Continuous glucose monitoring provides real-world benefits to diabetes patients
JANUARY 30, 2018 – Reuters Health News
Real-time continuous glucose monitoring (RT-CGM) provides numerous clinical benefits and improves quality of life, researchers from Belgium report.
“Here, within a strict budget, diabetes specialists of 1 of the 17 specialized centers were free in selecting any patient with type 1 diabetes on continuous subcutaneous insulin infusion (CSII),” Dr. Pieter Gillard from University Hospitals Leuven, in Belgium, told Reuters Health by email. “This made it possible to select motivated patients who they believed would benefit the most from RT-CGM. It shows that CGM reimbursement in the right patient population (using RT-CGM more than 70% of the time) has positive effects on glycemic control, quality of life, hospital admissions for acute diabetes complications, and work absenteeism.”
The Belgian healthcare authority authorized the reimbursement, starting in September 2014, of RT-CGM for type 1 diabetes patients using CSII and treated in selected specialized diabetes centers.

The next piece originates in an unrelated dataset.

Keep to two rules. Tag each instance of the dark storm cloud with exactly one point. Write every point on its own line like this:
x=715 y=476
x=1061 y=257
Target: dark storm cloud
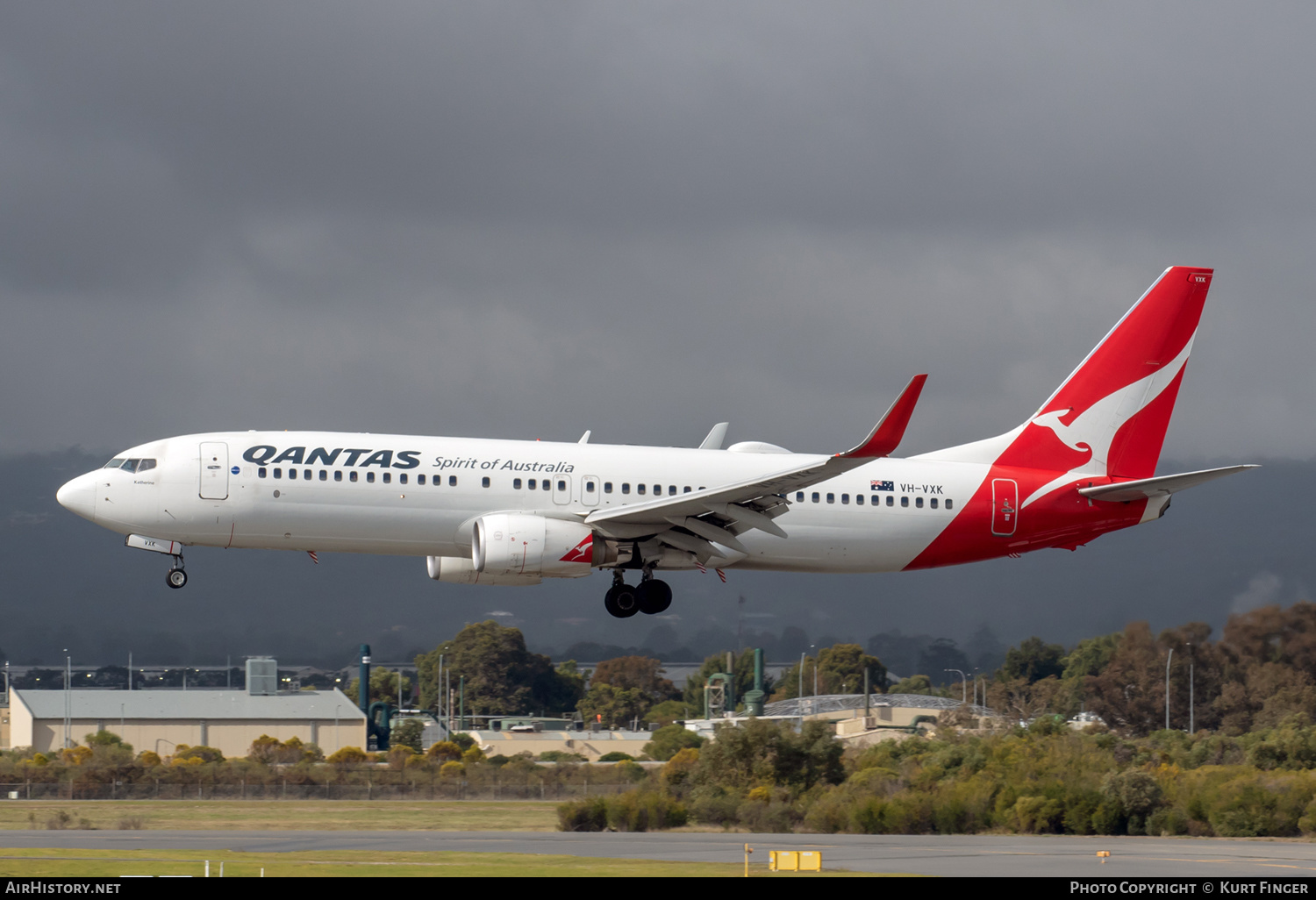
x=532 y=218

Dr. Gillard and colleagues in the RESCUE trial investigated the effect of RT-CGM reimbursement on hemoglobin A1c, admissions for acute diabetes complications, quality of life (QOL), and hypoglycemia under real-world conditions in the first two years of the program.
The analysis, published online January 12 in the Journal of Clinical Endocrinology and Metabolism, involved 515 patients with type 1 diabetes and CSII who benefited from the new RT-CGM reimbursement authorization.
Mean HbA1c was significantly lower at 12 months (7.4%) than at baseline (7.7%), and the percentage of patients who achieved HbA1c < 7% increased from 23% at baseline to 33% at 12 months.
Acute hospitalization rates for severe hypoglycemia and/or ketoacidosis declined from 16% the year before RT-CGM initiation to 4% during the year in the program, a significant change.
The average number of days of diabetes-related hospital admissions per 100 patient-years declined significantly from 54 at baseline to 18 after introduction of RT-CGM reimbursement, and fewer patients reported diabetes-related work absenteeism with fewer absenteeism days.
All but one general QOL measure improved significantly after 12 months of reimbursement, and QOL improvements were greatest in patients who had problems with hypoglycemia and less substantial in patients with insufficient and variable glycemic control as their indications for implementing RT-CGM.
“In this single, largest prospective real-world study, we show that patients with type 1 diabetes using RT-CGM have a clear health benefit,” Dr. Gillard concluded. “Our findings thus support the use of RT-CGM under real-world conditions.”
He added, “Since the introduction and reimbursement of the FreeStyle Libre (FSL; Abbott Diabetes Care, Alameda, CA), more and more patients with type 1 diabetes switched to this system. Since studies investigated RT-CGM in comparison with SMBG, it is currently not known if RT-CGM offers the same benefits compared to FSL. Comparative studies are therefore required to understand which system (ie, FSL or RT-CGM) offers the most benefit to which patients.”